Kunihiko Miyoshi, Chief Regional Officer / President, Yusen Logistics (Americas)

JOC Staff |
It can be said that 2017 has certainly been a year of change, growth, and some surprises as it relates to the US markets. The incoming process of a new US administration, the continued strong consumer confidence growth rate, improving overall unemployment rates, and related financial markets all seem to point to possible stabilization and rebounding of the economy. The changes in our own logistics environment continues to be one of innovation, and increased competitiveness, with some continued consolidation of players. We began the year with the sunset of the US participation in the Trans-Pacific Partnership. The continent closed the year with much uncertainty surrounding the future of the North American Free Trade Agreement. The shifting legal framework of international trade will continue in 2018. Nonetheless, trade will continue with economies building on the 2017 recovery, and opportunities will grow in industries old and new. Globally, we see 2017 as a year of recovery. Once believed impossible, the Hanjin collapse demonstrated the need for more mutually beneficial relationships between cargo owners and carriers. Continued industry consolidation left shippers with fewer choices. With rate recovery, we feel it is important to bear in mind the needs of the customer and keep a watchful eye on building a future together. Beyond the transactional relationships defined by products and services, it will be these relationships that become the hallmark of the 21st century supply chain industry. Overall, we look forward to 2018’s challenges with the potential for stable growth. Autonomous vehicles are a reality and their presence in supply chain and our everyday lives will increase. New software combined with web-enabled devices will yield the much discussed “big data.” Additive manufacturing (also known as 3D printing) will alter the cost picture of traditional sourcing patterns. All these factors set against the familiar rules of supply and demand lead to limitless possibilities. Companies that can understand disruptive factors and how they impact customer business will provide services outside the bounds of traditional supply chain thinking.
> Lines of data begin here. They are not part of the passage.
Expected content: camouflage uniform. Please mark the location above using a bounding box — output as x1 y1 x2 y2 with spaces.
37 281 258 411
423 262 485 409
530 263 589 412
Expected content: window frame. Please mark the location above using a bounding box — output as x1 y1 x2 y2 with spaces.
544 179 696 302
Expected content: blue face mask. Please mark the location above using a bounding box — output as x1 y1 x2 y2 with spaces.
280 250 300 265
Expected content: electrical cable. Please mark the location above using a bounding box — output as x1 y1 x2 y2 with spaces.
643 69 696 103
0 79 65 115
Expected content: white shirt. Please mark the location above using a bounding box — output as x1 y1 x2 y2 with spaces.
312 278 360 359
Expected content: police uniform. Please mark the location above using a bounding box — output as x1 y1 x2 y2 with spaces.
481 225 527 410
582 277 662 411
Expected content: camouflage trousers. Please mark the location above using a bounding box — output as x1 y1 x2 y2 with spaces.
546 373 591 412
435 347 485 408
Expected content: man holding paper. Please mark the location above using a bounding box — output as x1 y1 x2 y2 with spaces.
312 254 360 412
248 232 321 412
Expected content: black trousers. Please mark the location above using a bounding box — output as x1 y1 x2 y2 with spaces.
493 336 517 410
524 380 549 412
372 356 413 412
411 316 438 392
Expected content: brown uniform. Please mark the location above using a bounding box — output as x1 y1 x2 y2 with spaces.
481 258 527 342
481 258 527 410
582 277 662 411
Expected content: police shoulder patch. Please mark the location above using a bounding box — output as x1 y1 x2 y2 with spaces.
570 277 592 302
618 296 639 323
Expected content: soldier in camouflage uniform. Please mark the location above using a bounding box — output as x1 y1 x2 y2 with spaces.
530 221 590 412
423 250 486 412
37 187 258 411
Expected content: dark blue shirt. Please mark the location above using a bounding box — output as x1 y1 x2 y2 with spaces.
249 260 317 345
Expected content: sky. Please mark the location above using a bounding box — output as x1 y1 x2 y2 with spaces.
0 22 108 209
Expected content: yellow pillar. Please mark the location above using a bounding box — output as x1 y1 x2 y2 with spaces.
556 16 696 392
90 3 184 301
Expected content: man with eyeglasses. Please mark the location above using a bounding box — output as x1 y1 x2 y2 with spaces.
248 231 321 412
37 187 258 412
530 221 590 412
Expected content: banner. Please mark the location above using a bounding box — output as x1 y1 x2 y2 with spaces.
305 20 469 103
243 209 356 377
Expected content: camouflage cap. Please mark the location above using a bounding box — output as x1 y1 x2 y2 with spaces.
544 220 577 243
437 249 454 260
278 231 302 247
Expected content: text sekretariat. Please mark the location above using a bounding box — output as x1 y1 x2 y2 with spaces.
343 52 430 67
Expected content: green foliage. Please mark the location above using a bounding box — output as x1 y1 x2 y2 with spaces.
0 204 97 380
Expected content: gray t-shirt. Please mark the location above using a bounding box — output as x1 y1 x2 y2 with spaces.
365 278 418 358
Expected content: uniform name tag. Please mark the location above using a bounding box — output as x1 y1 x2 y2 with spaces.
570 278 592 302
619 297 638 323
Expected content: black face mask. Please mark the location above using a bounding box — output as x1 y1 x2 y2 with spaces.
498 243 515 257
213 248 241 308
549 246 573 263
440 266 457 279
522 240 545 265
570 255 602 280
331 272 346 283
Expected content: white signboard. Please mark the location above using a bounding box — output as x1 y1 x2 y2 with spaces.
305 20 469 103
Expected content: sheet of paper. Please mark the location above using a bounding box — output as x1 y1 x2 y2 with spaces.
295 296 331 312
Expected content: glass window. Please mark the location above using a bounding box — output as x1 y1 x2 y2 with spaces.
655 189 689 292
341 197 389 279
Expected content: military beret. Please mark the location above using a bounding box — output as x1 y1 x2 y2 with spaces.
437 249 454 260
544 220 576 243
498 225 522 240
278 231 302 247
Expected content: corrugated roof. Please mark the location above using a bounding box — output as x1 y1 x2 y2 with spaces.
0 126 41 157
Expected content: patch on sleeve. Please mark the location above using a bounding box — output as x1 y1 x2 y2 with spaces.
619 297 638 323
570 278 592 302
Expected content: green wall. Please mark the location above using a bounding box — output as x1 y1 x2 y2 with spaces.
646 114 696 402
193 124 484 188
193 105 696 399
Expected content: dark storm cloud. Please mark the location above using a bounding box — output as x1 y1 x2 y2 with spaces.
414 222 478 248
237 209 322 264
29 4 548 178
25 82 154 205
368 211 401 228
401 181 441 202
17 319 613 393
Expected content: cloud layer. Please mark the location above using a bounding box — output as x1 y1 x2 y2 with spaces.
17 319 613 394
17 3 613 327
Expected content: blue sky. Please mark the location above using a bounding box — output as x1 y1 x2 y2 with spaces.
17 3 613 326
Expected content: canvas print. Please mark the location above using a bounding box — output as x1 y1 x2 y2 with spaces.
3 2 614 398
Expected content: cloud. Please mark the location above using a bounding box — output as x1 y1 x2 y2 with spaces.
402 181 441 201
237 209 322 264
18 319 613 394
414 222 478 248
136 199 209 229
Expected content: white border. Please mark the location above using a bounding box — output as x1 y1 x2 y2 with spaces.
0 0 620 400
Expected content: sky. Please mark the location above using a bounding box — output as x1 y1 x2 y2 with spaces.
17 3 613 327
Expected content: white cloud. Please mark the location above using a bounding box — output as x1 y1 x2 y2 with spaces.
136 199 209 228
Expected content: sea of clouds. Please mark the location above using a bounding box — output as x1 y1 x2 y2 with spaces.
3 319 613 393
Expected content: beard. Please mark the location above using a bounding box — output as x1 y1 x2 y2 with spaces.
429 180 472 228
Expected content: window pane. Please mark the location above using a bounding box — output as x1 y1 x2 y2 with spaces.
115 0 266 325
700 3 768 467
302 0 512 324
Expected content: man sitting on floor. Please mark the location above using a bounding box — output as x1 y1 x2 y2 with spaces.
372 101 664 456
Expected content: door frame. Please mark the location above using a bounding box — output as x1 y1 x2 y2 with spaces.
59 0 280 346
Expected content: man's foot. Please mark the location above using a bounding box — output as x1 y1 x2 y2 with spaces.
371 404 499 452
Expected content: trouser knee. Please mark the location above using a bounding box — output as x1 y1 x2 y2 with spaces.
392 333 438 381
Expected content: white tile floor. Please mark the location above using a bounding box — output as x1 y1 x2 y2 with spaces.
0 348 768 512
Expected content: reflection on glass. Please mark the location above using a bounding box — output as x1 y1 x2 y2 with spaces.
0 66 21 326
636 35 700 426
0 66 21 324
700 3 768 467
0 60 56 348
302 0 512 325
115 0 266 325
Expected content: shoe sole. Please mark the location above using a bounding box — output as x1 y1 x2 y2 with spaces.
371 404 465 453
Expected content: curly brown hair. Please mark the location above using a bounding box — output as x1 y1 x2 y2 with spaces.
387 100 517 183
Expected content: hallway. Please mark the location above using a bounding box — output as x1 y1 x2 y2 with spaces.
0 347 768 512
Mark H. George, Chairman, IMC Companies

JOC Staff |
2017 brought many important changes to trucking. Technology is pouring into our industry, and we must evolve to remain competitive. Driver capacity has tightened significantly, and we expect to see that continue into 2018, especially with the ELD mandate taking effect. The complexities associated with chassis provisioning remain an industrywide issue. • Technology: Trucks may not be self-driving yet, but we’re closer than most people expect. Technology that enables accident avoidance, lane changes, and cameras to monitor other vehicles and driver behavior are available. All trucks IMC Companies deployed and on order in 2017 come equipped with roll stability control and collision avoidance systems. We are using this technology to continually improve safety standards. We also hope that technology in the trucks will attract younger drivers to the industry. In addition, tracking technology gives us consistent data on how our trucks are performing and helps us to provide better data to our customers. • Driver capacity: Due to freight volumes accelerating, the ATA predicts a driver shortfall of 50,000 positions by year-end that will, if the trend holds, grow to more than 174,000 by 2026. It’s becoming increasingly difficult to recruit and retain drivers. The ELD mandate could exacerbate this problem. One recent article stated that the ELD mandate could “result in a 7 percent loss of capacity.” •Chassis provisioning: Chassis costs are not being fairly distributed, and motor carriers and some BCOs are being forced to pay above-market costs.